“Are you up to talking to him, do you think?” Danny asked kindly. “I thought if we all—what do they call it?—had an intervention, we might be able to calm him down, convince him to get some help.”
Danny still held her hands. Polly pulled her fingers from his. Her arms fell lifelessly to her sides.
“What about the girls?” She was whispering. “What about the girls?” she repeated. This time her voice was too loud. Messages from her brain were not reaching her organs with speed or clarity.
“I thought they could ride with you. I’ll follow you. Are you up to this? You don’t have to. I might be able to handle it by myself,” he said, but he didn’t sound as if he believed it.
“Yes,” was the best she could manage. “Richard,” she said.
“Yes.”
“There’s a dead woman . . . I was in her apartment . . . ” Polly didn’t know how to finish the sentence.

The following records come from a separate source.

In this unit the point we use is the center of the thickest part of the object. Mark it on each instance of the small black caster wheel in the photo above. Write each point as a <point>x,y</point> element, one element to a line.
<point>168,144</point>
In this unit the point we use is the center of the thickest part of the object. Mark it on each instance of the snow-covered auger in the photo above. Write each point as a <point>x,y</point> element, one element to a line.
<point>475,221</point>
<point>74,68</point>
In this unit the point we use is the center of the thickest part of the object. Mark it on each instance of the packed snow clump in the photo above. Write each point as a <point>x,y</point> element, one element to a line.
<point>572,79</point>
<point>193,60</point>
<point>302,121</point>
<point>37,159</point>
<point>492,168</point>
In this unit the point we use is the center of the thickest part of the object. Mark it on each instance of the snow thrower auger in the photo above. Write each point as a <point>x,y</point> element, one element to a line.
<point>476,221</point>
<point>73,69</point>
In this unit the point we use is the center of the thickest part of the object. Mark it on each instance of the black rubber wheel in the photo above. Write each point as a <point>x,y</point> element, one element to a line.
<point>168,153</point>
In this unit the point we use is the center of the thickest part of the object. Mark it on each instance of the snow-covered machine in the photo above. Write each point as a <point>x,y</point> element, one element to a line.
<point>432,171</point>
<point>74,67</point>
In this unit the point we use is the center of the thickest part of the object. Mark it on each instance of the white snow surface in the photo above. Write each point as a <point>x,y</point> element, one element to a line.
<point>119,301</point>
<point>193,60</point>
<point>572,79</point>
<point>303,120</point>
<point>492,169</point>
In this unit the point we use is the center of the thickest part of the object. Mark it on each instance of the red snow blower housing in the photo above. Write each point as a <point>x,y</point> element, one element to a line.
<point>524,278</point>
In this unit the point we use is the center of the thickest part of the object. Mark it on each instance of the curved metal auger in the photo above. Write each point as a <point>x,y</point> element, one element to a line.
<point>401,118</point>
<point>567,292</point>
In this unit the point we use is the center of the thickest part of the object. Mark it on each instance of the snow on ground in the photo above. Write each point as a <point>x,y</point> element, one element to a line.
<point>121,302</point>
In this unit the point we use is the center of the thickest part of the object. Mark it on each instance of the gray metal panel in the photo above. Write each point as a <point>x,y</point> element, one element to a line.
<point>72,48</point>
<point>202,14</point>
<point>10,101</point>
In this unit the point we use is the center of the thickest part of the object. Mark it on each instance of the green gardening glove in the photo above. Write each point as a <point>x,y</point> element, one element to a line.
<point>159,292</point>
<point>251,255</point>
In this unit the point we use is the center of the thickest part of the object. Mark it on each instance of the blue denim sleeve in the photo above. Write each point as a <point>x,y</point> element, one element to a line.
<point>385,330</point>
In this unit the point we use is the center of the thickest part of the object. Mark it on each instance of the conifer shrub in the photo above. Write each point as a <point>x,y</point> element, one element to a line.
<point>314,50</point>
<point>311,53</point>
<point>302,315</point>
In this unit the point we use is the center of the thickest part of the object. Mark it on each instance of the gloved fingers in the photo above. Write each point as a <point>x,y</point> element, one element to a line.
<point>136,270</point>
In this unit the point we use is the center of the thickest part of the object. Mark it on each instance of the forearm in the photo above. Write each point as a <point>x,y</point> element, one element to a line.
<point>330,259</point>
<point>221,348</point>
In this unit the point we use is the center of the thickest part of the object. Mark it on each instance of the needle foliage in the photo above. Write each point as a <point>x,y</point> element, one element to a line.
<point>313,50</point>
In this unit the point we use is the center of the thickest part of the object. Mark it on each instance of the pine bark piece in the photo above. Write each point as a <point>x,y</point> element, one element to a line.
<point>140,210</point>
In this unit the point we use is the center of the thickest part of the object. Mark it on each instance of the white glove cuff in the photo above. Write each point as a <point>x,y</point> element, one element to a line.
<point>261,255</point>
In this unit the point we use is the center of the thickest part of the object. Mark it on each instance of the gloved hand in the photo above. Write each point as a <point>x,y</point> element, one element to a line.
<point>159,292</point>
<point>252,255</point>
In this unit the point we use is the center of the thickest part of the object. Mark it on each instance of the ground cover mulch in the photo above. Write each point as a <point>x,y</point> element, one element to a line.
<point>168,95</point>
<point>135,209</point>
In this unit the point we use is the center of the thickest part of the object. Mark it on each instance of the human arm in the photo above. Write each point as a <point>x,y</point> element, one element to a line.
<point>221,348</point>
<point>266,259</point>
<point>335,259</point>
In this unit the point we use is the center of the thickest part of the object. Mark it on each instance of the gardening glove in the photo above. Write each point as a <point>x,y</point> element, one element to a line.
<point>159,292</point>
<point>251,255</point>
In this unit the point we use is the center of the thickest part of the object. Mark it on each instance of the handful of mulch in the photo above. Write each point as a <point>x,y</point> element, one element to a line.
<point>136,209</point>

“Vondra Werner,” Richard told her. “I know, Marsh told me. She was a friend of mine. Dylan—Marshall—hated her. She testified against him.”
“Marshall attacked me?”
“Yes. I’m sorry.” Danny waited for her to say something, but Polly found she had nothing to say. Reality had become too bizarre for language to encompass.
“If we’re going to do this thing, we should get started,” he said kindly.
“Yes.” Her eyes returned to the car. Emma and Gracie were chattering to each other. “The girls shouldn’t be with us.”
“I don’t think it would be a good idea to take them back to Martha’s. We can tuck them into my bed downstairs. Marshall won’t even know they’re there. Hide in plain sight,” he said, maybe hoping to get a smile.
“Okay,” Polly said woodenly. Exhaustion was falling heavily on the backs of her eyes. The injuries from the attack settled in to a bone-deep ache. The same ache surrounded her heart, squeezing so tightly she could feel each heartbeat.
Buckling her daughters into the back seat of the Volvo, she had to steady herself on the door. Her husband was not who she thought he was.
Red had said, “You will kill your husband.”
Was that, too, foreordained?
Keys in hand, she walked around to the driver’s side of the Volvo. Danny stopped her. “Here,” he said and took the keys from her nerveless fingers. “You look too beat to drive. We can come back and get my car another time.”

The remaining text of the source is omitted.